German Federal Fiscal Court decides on treatment of hybrid entities under the German-US double taxation treaty 14 November 2014
Hybrid entities have long been a tool for corporate tax planning. While tax authorities have fought the use of such hybrid mismatches for tax planning purposes, national efforts to prevent the use of hybrid mismatches have not proven to be very efficient, explain Michael Graf and Timothy Santoli, of Dentons
In a decision dated June 26 2013 (Doc No I R 48/12), the German Federal Fiscal Court (FFC) was tasked with determining whether a hybrid entity (in this case a US S corporation, that is a pass-through for US tax purposes but not for German tax purposes), is considered a US resident under the German-US income tax treaty (the treaty).
Article 10, paragraph 2 of the treaty provides in part that if a German company pays a dividend to a US resident, German withholding tax imposed on the receipt of such dividend shall not be more than 5% if the beneficial owner of the dividend is a company that directly owns at least 10% of the voting stock of the distributing company. Article 1, paragraph 7 generally states that if “an item of income, . . . derived by or through a person that is fiscally transparent” under US or German law, then “such item shall be derived by a resident of a State to the extent that the item is treated for the purposes of the taxation law of such State as the income, profit or gain of a resident.”
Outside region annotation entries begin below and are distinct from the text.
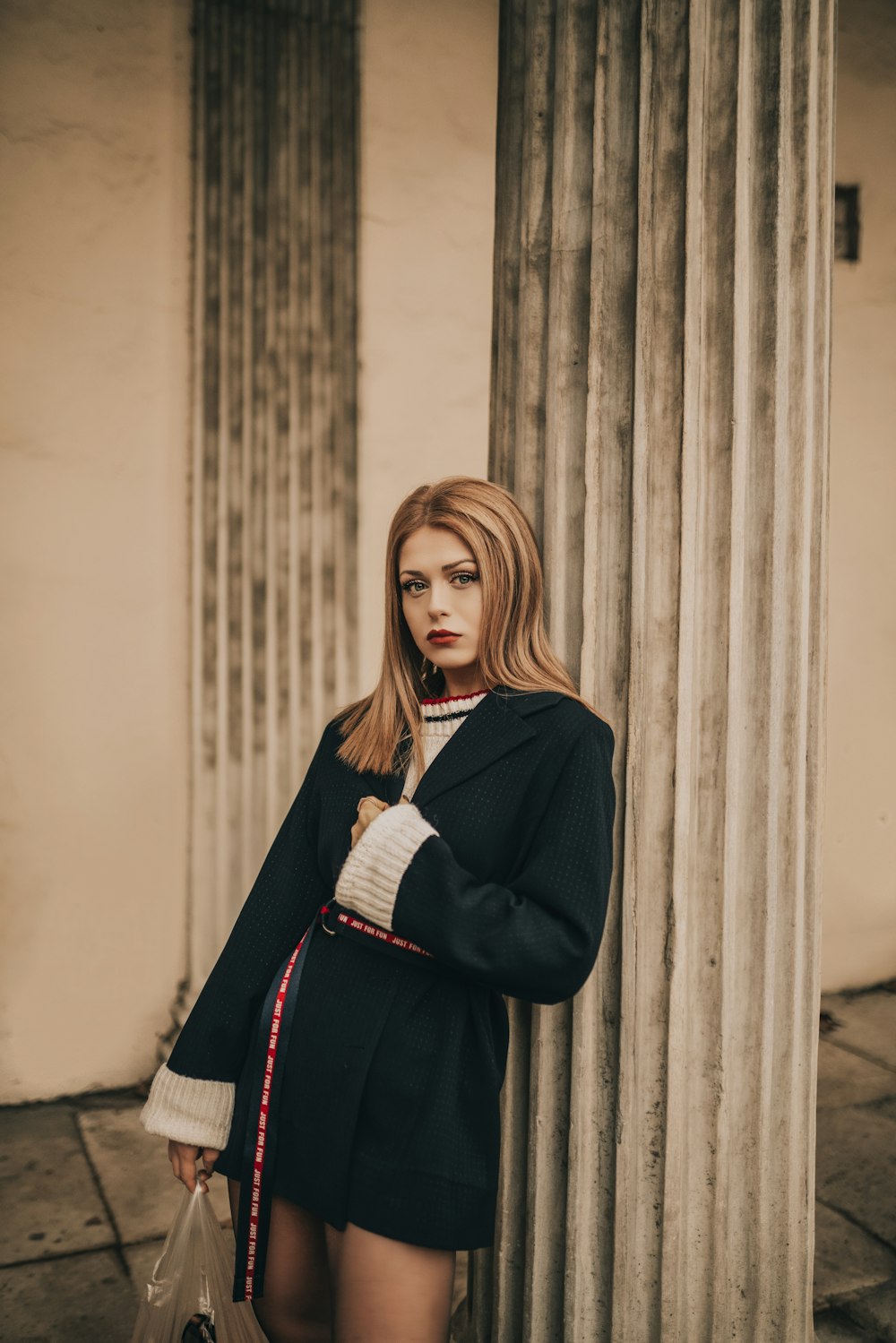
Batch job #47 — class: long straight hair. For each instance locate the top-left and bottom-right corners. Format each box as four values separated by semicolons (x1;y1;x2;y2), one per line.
337;476;609;773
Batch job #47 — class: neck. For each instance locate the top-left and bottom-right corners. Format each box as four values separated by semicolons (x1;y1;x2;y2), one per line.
444;667;485;698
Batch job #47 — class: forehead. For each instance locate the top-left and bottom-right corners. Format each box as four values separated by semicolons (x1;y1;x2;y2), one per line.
398;527;473;570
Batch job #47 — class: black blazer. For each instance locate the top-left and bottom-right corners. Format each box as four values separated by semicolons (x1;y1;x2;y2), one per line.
168;686;616;1128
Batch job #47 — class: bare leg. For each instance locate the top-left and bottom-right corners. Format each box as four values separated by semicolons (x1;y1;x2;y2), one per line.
328;1222;455;1343
227;1179;332;1343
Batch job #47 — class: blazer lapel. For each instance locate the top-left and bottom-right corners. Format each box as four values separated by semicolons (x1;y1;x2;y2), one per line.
388;686;559;807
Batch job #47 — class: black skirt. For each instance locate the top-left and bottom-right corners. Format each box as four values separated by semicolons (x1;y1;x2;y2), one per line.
216;925;508;1251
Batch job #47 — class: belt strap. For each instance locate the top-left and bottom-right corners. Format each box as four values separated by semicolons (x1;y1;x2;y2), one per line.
232;907;318;1302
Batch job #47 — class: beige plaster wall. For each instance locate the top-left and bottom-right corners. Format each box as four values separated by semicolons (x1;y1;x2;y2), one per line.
823;0;896;990
356;0;498;671
0;0;189;1101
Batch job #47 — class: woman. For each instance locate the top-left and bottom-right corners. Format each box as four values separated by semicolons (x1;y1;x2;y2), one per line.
142;476;616;1343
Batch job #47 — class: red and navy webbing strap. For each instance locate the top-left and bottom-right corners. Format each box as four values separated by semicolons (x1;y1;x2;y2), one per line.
232;905;431;1302
232;907;318;1302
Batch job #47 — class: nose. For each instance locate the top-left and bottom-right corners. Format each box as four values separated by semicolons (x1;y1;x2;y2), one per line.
430;579;450;619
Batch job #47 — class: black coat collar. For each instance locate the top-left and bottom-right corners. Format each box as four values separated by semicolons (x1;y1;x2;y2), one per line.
377;686;563;807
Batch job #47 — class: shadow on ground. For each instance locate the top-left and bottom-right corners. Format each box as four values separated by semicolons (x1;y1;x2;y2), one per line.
0;1090;466;1343
0;980;896;1343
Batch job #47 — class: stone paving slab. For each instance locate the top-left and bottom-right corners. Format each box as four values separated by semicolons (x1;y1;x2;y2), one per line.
818;1038;896;1109
815;1106;896;1249
0;1251;137;1343
813;1203;896;1310
821;990;896;1071
0;1106;116;1265
78;1106;229;1245
848;1283;896;1343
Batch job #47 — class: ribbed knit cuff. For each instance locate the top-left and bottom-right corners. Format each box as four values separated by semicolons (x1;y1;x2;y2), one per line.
334;802;438;932
140;1063;237;1151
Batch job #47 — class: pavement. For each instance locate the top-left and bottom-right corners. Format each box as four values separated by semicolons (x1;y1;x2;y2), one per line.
0;1088;466;1343
0;980;896;1343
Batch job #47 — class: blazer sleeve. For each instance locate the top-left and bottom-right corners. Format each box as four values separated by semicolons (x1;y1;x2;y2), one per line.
140;724;332;1149
336;719;616;1003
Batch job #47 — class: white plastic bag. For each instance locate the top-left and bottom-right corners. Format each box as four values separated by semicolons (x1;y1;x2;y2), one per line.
130;1181;266;1343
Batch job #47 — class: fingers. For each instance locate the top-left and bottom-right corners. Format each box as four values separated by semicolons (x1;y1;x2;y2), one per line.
168;1141;200;1194
199;1147;220;1189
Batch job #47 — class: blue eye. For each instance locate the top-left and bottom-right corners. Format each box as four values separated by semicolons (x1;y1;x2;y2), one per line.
399;570;479;592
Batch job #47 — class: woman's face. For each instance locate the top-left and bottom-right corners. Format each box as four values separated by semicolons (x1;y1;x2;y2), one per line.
398;527;482;694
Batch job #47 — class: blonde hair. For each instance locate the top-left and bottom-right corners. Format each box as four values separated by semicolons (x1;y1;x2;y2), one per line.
337;476;609;773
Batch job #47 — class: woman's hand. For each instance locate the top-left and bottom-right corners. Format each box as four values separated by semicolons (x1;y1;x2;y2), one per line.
168;1139;220;1194
352;794;411;848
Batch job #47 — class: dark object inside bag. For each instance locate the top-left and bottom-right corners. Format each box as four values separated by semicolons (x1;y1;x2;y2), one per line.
180;1315;215;1343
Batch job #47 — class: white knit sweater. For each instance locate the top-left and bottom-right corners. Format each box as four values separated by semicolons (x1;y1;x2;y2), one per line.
334;690;489;931
140;690;489;1149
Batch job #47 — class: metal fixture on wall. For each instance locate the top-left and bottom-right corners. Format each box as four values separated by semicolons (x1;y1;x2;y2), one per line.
455;0;836;1343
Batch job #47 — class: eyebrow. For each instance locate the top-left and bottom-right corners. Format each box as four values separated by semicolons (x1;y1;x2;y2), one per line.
399;559;476;579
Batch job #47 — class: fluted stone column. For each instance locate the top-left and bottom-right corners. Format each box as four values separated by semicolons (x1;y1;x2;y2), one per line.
183;0;358;988
467;0;834;1343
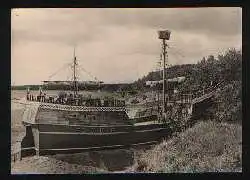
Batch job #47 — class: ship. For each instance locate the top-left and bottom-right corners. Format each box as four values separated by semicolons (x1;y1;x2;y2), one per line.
13;31;217;157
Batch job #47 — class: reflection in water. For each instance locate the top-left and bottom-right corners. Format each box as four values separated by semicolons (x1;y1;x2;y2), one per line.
46;145;152;171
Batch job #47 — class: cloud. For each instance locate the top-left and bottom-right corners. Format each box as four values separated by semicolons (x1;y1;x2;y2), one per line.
11;8;242;84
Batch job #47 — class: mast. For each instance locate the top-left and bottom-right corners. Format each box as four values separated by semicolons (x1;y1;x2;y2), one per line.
73;46;78;97
158;30;171;119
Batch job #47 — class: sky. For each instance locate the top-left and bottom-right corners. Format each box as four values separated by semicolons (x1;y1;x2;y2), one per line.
11;7;242;85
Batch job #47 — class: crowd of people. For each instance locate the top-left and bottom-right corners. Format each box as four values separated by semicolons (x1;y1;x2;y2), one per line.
27;89;125;107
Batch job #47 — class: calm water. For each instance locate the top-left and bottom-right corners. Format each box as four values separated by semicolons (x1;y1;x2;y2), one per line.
11;90;119;99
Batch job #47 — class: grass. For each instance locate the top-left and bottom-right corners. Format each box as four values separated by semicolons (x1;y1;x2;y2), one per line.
132;122;242;173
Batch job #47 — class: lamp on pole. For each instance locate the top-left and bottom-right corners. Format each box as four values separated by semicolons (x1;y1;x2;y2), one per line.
158;30;171;119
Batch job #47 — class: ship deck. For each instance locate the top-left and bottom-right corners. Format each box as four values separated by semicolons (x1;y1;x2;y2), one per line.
134;121;162;126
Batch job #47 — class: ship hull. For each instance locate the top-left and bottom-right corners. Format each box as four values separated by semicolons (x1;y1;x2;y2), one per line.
21;124;171;157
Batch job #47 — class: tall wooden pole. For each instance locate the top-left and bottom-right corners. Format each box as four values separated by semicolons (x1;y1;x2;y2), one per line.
162;39;166;115
73;47;78;97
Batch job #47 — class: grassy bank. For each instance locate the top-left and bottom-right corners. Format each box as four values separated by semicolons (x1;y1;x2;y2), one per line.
131;121;242;173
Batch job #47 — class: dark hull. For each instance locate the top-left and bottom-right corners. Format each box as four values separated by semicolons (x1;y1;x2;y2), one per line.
22;124;171;157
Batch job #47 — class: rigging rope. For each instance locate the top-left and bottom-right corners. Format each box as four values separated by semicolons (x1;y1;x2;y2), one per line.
79;65;99;81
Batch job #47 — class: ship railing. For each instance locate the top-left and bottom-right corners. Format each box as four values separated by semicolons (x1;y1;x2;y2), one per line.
27;94;125;107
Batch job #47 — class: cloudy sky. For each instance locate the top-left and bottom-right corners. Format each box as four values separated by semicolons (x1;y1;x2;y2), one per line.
11;7;242;85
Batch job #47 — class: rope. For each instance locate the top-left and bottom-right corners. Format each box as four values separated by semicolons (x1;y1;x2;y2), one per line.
79;65;99;81
48;63;71;80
In the case, the S corporation’s shareholders were US residents and the S corporation was a 50% shareholder of a German company, which distributed the dividend. The FFC:
• held that the S corporation was considered a US resident for purposes of the treaty;
• in interpreting article 1, paragraph 7 of the treaty, determined that the two references to “resident” did not necessarily imply the same resident;
• determined that the income may be considered derived by “a resident of a State” (here, the S corporation) so long as the income is treated by the US as “profit or gain of a resident” (that is, the shareholders of the S corporation); and
• reasoned that, because, under US federal income tax law, income derived by an S corporation is “income, profit or gain” of its shareholders, such items of income derived by or through the S corporation should be considered derived by a US resident.
Accordingly, the FFC held that the S corporation was a US resident for purposes of the treaty and, hence, entitled to the reduction of the withholding tax to 5%.
Against the background of decisions such as the above, one of the seven so-called BEPS 2014 deliverables of the OECD published on September 16 2014 addresses the tax treatment of hybrid mismatch arrangements. However, when implementing these OECD recommendations into national law, legislators need to consider that not every hybrid entity is used intentionally to avoid taxes.